Which intervention should the nurse prioritize for a client with ventricular tachycardia?
- A. Administer lidocaine as prescribed.
- B. Check blood pressure.
- C. Encourage deep breathing.
- D. Apply oxygen at 2 L/min.
Correct Answer: A
Rationale: Lidocaine is used to suppress ventricular tachycardia, a life-threatening arrhythmia.
Which signs/symptoms would the nurse expect to find when assessing a client diagnosed with subclavian steal syndrome?
- A. Complaints of arm tiredness with exertion.
- B. Complaints of shortness of breath while resting.
- C. Jugular vein distention when sitting at a 35-degree angle.
- D. Dilated blood vessels above the nipple line.
Correct Answer: A
Rationale: Subclavian steal syndrome causes arm ischemia due to subclavian artery occlusion, leading to arm tiredness with exertion (A). Shortness of breath (B), JVD (C), and dilated vessels (D) are not typical.
The client presents to the outpatient clinic complaining of calf pain. The client reports returning from an airplane trip the previous day. Which should the nurse assess first?

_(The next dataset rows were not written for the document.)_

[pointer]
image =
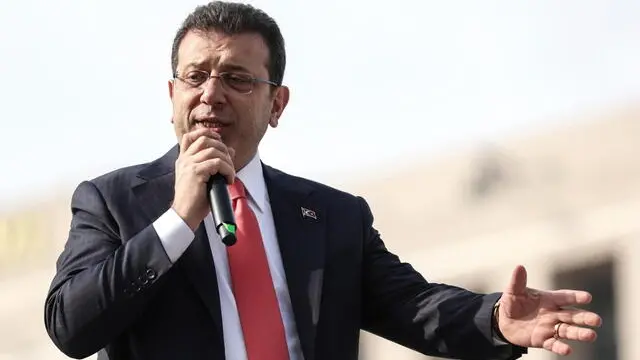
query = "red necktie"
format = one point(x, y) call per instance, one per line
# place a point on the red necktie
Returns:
point(252, 284)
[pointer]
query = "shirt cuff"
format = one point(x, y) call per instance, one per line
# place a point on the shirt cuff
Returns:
point(175, 235)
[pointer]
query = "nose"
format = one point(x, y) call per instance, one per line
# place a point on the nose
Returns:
point(213, 92)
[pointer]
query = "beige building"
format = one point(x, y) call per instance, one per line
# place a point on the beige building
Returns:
point(564, 203)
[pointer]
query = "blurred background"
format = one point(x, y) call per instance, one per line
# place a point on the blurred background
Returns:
point(483, 134)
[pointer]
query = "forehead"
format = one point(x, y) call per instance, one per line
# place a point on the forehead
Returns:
point(214, 50)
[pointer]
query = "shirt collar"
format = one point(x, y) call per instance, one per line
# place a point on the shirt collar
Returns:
point(253, 179)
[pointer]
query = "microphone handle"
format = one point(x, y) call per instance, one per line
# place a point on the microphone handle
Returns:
point(221, 209)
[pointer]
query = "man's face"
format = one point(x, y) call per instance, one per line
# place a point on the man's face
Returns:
point(240, 118)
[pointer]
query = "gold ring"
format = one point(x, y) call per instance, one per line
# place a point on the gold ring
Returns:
point(556, 331)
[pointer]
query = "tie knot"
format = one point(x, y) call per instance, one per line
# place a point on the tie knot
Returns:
point(237, 190)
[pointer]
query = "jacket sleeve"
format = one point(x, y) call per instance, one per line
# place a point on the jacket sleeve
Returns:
point(102, 282)
point(433, 319)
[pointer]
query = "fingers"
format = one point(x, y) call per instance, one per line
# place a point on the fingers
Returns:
point(579, 317)
point(204, 154)
point(518, 283)
point(570, 297)
point(557, 346)
point(191, 137)
point(577, 333)
point(204, 141)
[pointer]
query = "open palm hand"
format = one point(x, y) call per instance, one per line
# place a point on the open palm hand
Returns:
point(544, 319)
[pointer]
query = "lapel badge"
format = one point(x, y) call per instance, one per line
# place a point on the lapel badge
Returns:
point(308, 213)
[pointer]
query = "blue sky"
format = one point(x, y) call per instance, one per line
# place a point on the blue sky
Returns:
point(373, 83)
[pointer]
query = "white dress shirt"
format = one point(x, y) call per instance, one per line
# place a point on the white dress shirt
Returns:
point(176, 236)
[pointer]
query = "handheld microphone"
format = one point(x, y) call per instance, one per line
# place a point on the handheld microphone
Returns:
point(221, 209)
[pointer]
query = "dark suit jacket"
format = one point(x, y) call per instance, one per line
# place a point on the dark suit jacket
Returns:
point(115, 290)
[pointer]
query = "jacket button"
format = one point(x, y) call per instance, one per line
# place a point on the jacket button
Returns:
point(151, 274)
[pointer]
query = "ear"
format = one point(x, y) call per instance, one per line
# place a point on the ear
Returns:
point(170, 84)
point(280, 101)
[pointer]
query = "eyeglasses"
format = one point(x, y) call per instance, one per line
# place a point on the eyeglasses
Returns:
point(242, 83)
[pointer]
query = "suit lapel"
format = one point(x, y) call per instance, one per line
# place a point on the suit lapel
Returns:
point(301, 238)
point(155, 193)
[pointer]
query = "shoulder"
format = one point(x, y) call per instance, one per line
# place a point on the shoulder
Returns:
point(125, 178)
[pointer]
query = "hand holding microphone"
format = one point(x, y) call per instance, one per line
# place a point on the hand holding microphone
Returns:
point(203, 169)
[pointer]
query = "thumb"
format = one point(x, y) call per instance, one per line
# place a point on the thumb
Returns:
point(518, 283)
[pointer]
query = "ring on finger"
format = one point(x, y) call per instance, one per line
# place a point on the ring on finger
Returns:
point(556, 331)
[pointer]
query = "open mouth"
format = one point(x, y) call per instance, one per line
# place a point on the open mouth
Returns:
point(210, 124)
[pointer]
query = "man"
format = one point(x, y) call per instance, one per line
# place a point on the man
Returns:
point(144, 274)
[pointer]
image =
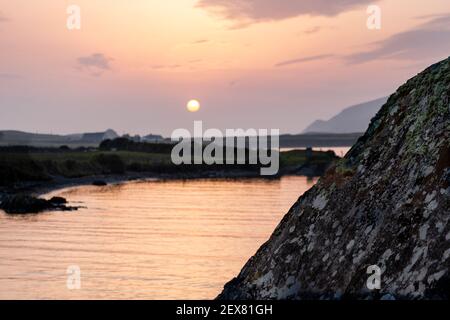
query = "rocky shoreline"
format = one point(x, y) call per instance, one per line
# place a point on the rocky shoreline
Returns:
point(26, 197)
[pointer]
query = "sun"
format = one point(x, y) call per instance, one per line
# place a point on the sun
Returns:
point(193, 105)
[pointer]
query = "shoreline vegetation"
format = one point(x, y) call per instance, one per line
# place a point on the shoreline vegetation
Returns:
point(31, 171)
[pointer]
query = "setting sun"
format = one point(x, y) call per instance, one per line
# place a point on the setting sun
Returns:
point(193, 106)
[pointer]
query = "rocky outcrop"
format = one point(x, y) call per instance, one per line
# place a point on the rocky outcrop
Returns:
point(386, 204)
point(25, 204)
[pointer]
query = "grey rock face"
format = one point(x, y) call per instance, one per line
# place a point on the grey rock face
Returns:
point(387, 203)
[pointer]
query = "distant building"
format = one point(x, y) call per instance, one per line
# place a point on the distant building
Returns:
point(98, 137)
point(153, 138)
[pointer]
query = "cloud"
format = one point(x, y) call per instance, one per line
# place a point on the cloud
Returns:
point(304, 59)
point(312, 30)
point(95, 64)
point(161, 67)
point(251, 11)
point(9, 76)
point(431, 39)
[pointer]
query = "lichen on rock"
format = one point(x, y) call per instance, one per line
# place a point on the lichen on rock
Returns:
point(387, 203)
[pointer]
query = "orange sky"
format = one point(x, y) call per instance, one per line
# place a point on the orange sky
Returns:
point(261, 64)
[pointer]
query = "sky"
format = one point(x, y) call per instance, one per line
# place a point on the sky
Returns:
point(263, 64)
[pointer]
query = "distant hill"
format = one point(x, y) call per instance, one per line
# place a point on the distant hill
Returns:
point(352, 119)
point(10, 138)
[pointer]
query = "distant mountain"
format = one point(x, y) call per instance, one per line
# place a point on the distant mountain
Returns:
point(11, 137)
point(350, 120)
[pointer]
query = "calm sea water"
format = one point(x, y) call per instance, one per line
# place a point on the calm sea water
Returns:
point(143, 240)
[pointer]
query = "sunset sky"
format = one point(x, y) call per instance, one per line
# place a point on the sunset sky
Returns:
point(252, 63)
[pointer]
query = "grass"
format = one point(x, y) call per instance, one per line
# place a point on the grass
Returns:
point(39, 165)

- A. The nurse should auscultate the lung fields and heart sounds.
- B. The nurse should determine the length of the airplane trip.

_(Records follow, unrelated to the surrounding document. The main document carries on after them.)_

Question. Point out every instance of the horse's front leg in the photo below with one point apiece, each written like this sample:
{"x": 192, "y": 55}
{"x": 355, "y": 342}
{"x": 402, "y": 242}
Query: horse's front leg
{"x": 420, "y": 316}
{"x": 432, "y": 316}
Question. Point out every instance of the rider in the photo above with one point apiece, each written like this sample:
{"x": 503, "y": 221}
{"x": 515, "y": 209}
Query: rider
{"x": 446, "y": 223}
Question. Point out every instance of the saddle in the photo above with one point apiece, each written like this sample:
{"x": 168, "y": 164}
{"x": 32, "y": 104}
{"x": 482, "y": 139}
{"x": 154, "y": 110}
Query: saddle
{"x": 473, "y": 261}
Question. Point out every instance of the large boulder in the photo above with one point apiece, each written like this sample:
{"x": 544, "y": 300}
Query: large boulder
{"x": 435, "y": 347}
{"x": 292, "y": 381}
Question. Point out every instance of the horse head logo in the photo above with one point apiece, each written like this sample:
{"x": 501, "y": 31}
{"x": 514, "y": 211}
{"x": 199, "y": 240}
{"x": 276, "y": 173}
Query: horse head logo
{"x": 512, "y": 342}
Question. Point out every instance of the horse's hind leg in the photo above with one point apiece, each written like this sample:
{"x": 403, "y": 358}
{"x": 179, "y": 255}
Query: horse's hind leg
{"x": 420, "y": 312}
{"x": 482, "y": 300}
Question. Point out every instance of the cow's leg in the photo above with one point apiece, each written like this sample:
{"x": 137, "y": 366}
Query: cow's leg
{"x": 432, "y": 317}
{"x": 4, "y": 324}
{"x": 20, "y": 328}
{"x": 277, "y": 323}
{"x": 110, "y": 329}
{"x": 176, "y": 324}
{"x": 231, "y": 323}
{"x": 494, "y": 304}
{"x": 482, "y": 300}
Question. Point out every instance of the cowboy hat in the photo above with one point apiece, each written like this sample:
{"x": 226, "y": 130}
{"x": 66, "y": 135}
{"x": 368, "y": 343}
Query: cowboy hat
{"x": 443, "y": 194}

- C. The nurse should determine if the client has had chest pain.
- D. The nurse should measure the calf and palpate the calf for warmth.
Correct Answer: C
Rationale: Calf pain post-flight suggests DVT; assessing for chest pain (C) rules out pulmonary embolism, a priority. Lung/heart sounds (A), trip length (B), and calf exam (D) follow.
Which instruction should the nurse provide to a client with a new implantable cardioverter-defibrillator (ICD)?
- A. Avoid strong magnetic fields.
- B. Carry heavy bags on the affected side.
- C. Resume contact sports in 2 weeks.
- D. Ignore any shocks you feel.
Correct Answer: A
Rationale: Strong magnetic fields can interfere with ICD function, so clients should avoid them.